Por eso se comenzó a mover en la Congregación de los Sagrados Ritos la causa de Beatificación y Canonización del Venerable Siervo de Dios. Realizado todo lo que mandan las Constituciones Apostólicas en este género de Causas, el Papa Clemente XIII de feliz memoria, por Decreto dado el 8 de febrero de 1759 declaraba que el Venerable Siervo de Dios había ejercitado las virtudes en grado heroico. Después en la misma Congregación de los Sagrados Ritos se instruyó el juicio sobre los milagros que se presentaban como concedidos por Dios por intercesión del Venerable Siervo de Dios Juan de Ávila y, después de ponderar todo con absoluta severidad, se juzgaron tres milagros como verdaderos y demostrados. Nos mismo, por Decreto de 12 de Noviembre del año pasado hemos declarado la verdad de dichos milagros. Sólo faltaba que Nuestros Venerables Hermanos S.R.E. los Cardenales de la Congregación para la custodia de los Sagrados Ritos fueran consultados sobre si, constando la aprobación de virtudes heroicas y de milagros, según se ha dicho, consideraban que se podía proceder con seguridad a decretar los honores de los Beatos a este Siervo de Dios. Y éstos en la Congregación General tenida ante Nos el 28 de Noviembre de ese mismo año, respondieron unánimemente que se podía hacer con seguridad.
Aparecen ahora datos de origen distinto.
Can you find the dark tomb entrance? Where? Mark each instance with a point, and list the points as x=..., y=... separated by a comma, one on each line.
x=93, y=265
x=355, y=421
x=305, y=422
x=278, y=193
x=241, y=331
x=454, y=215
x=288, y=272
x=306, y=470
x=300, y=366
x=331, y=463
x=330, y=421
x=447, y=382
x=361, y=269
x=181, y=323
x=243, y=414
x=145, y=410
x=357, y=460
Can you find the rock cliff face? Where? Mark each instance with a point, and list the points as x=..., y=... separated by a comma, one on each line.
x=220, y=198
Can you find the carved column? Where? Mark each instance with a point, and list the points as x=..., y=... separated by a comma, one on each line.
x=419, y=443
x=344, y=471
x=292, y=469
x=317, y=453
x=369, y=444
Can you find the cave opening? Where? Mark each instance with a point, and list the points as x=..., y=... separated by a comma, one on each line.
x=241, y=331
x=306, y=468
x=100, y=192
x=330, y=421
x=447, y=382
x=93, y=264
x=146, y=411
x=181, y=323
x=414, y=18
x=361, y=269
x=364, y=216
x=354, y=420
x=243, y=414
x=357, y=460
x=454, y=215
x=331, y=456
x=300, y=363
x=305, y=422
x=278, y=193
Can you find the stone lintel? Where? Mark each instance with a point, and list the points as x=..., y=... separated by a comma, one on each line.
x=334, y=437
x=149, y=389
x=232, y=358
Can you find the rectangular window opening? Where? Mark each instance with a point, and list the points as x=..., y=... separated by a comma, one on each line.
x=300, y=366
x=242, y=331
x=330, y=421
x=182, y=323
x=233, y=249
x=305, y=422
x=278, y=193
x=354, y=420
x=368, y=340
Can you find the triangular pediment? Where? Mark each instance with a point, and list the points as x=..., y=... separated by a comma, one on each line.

Pero en asunto de tanta importancia diferimos abrir nuestra mente hasta que no invocáramos la ayuda del Padre de las luces con fervientes plegarias. Habiendo hecho esto intensamente, finalmente en el Domingo primero de Cuaresma del presente año hemos pronunciado en solemne Decreto que se puede proceder a la Beatificación solemne del Venerable Siervo de Dios Juan de Ávila llamado el Maestro.

Siendo esto así, Nos, apoyándonos en los deseos de los Sagrados Obispos de España, con nuestra Autoridad Apostólica, por la fuerza de estas Letras damos facultad para que el Venerable Siervo de Dios Juan de Ávila, sacerdote secular, llamado Maestro, sea llamado en adelante con el nombre de Beato, que sus reliquias se propongan a la veneración pública de los fieles, pero no en rogativas solemnes, y que sus imágenes se decoren con rayos. Además, con nuestra misma autoridad concedemos que de él se recite el Oficio y la Misa de común de Confesores no Pontífices con las oraciones propias aprobadas por Nos, según las Rúbricas del Misal y del Breviario Romano. Y mandamos que se recite este Oficio y se celebre dicha Misa en las Diócesis de Toledo y Córdoba y en el Priorato de Clunia por todos los fieles que están obligados a recitar las horas canónicas y, en cuanto a las Misas, por todos los sacerdotes tanto seculares como regulares que estén en las Iglesias de que se trata. Finalmente concedemos que las solemnidades de la Beatificación del Venerable Siervo de Dios Juan de Ávila se celebren en los referidos templos con Oficio y Misas de Rito doble mayor. Y mandamos que esto se realice en el día que decida el Ordinario, dentro del tiempo de un año después de que se celebre la solemne beatificación en la Basílica Vaticana. No estando en contra las Constituciones y Ordenaciones Apostólicas y los decretos editados sobre el no culto o cualquier otro en contrario. Queremos que con los ejemplares de estas Letras, incluso impresos, firmados por el Secretario de la Congregación de los Ritos Sagrados y sellados con el Sello del Prefecto, se haga fe incluso en disputas judiciales, como prueba de nuestra voluntad manifestada en estas Letras. Dado en Roma junto a San Pedro bajo el anillo del Pescador, el 6 de Abril de 1894, año decimoséptimo de nuestro Pontificado.



Acta Sanctae Sedis 27 (1894-1895) 75-79.